By Susannah Hutcheson, IATG ContributorMarch 2, 2016
Whether it be drug addiction, alcohol addiction, sex addiction, or even a bad relationship addiction. A lot of us have felt the unbearable weight of watching the people we love struggle with seemingly impossible demons. It adds worry to our thoughts, a slightly more jaded view of the world, and a perspective that not everyone has. It has opened our eyes to the ugly part of the world, the part that’s not always wrapped up in pretty paper and presented shiny and bright. You can’t put addiction in a box, slap a shiny bow on it, and expect it to go away. That’s not the way it works.

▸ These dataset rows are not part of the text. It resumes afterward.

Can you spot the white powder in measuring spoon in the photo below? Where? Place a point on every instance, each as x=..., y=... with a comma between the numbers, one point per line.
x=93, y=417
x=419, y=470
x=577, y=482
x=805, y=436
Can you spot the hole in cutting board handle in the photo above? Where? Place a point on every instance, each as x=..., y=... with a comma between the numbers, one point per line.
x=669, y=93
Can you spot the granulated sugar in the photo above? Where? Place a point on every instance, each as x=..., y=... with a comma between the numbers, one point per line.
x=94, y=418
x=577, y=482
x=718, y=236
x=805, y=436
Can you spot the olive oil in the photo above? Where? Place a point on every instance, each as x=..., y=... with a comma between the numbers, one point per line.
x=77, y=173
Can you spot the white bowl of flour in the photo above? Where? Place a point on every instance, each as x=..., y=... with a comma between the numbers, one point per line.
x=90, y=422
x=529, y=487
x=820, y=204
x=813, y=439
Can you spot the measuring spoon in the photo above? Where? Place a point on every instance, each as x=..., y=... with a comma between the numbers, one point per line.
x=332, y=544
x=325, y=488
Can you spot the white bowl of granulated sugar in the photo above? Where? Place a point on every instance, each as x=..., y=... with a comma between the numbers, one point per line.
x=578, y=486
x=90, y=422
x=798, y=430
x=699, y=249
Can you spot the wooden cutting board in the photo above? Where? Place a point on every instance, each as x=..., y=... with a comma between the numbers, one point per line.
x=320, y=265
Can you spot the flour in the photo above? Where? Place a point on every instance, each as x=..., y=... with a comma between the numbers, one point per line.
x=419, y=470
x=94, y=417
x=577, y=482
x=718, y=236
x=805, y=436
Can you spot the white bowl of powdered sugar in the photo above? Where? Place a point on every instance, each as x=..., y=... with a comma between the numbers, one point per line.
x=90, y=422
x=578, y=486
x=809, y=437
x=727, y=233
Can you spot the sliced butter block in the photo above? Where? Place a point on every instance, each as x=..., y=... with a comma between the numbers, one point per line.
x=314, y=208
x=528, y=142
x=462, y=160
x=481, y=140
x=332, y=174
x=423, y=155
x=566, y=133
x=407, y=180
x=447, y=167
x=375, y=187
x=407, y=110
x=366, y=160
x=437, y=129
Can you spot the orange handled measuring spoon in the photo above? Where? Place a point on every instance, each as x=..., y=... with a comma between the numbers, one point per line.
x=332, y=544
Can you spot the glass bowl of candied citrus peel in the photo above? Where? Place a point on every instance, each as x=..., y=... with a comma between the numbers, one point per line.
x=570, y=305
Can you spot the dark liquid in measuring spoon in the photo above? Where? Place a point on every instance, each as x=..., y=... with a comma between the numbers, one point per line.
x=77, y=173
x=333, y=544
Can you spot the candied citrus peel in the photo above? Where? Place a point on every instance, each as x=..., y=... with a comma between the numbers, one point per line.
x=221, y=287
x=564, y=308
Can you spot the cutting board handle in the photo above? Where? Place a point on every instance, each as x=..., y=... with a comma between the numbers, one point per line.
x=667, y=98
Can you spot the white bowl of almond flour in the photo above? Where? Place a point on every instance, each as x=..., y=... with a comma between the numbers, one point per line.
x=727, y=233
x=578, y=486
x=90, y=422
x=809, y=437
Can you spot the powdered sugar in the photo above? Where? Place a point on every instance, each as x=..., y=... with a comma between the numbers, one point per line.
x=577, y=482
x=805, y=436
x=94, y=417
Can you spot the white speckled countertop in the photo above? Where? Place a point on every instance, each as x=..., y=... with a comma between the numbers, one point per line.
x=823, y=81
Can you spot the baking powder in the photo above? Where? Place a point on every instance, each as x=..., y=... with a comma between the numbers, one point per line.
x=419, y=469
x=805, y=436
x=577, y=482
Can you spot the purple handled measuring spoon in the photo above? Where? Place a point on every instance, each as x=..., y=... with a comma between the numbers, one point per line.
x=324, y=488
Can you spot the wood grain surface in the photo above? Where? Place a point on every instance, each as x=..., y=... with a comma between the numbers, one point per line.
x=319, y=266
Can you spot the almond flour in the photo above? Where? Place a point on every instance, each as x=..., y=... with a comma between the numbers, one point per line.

I know how it feels to watch while drugs and alcohol erode at relationships. Addiction ripped my family to shreds, and it’s taken a lot of heart to hearts and mental Scotch tape to start to put it back together.
But, I want you to know something.
It’s not your fault.
Other people make choices, and you can’t make the choices for them. It may hurt like hell, but you can’t decide what other people are going to do.
You can’t police it forever. Just like I said above, people make their own choices. You should always love somebody and try to help them out, but you can’t spend every waking moment of your time worrying about the decisions someone else is making. When my family was dealing with the aftermath of a loved one’s addiction, I spent so much time worrying about it. When they got out of rehab, I watched. I tracked every moment that I could quantify, terrified that they would slip. It made me sick with worry, all the time. Don’t do that to yourself.
You have to take care of yourself. The emotional scars that come from watching an alcoholic parent or a drug-addicted friend are heavy, aching ones. They don’t go away easily. Take it easy on yourself. Draw a few more bubble baths than you usually would, take a long run, write in your journal. Don’t be afraid to express your fears to your loved one or to your pen and paper. Just don’t keep it inside.
Talk about it. There’s absolutely no way I would have been able to deal with the burden of someone close to me struggling with drug addiction if I didn’t have people to talk to about it. My best friend answered the phone many a time after 3 AM when I was laying awake in bed. If I had kept every emotion in my head, I would have combusted. There’s something incredibly therapeutic about having a listening ear.
Have you or someone you know ever been impacted by addiction? How did you cope? What helped you? Write your experiences down or grab a friend and share your story. You don’t have to deal alone.
Susannah is a Journalism major, passionate about social justice and Jesus Christ. She loves cold weather, triple-shot lattes, and macaroni and cheese. You can read her ramblings at ileftamessinthekitchen.wordpress.com, or look at pictures of her coffee on Instagram: @susannah.beth.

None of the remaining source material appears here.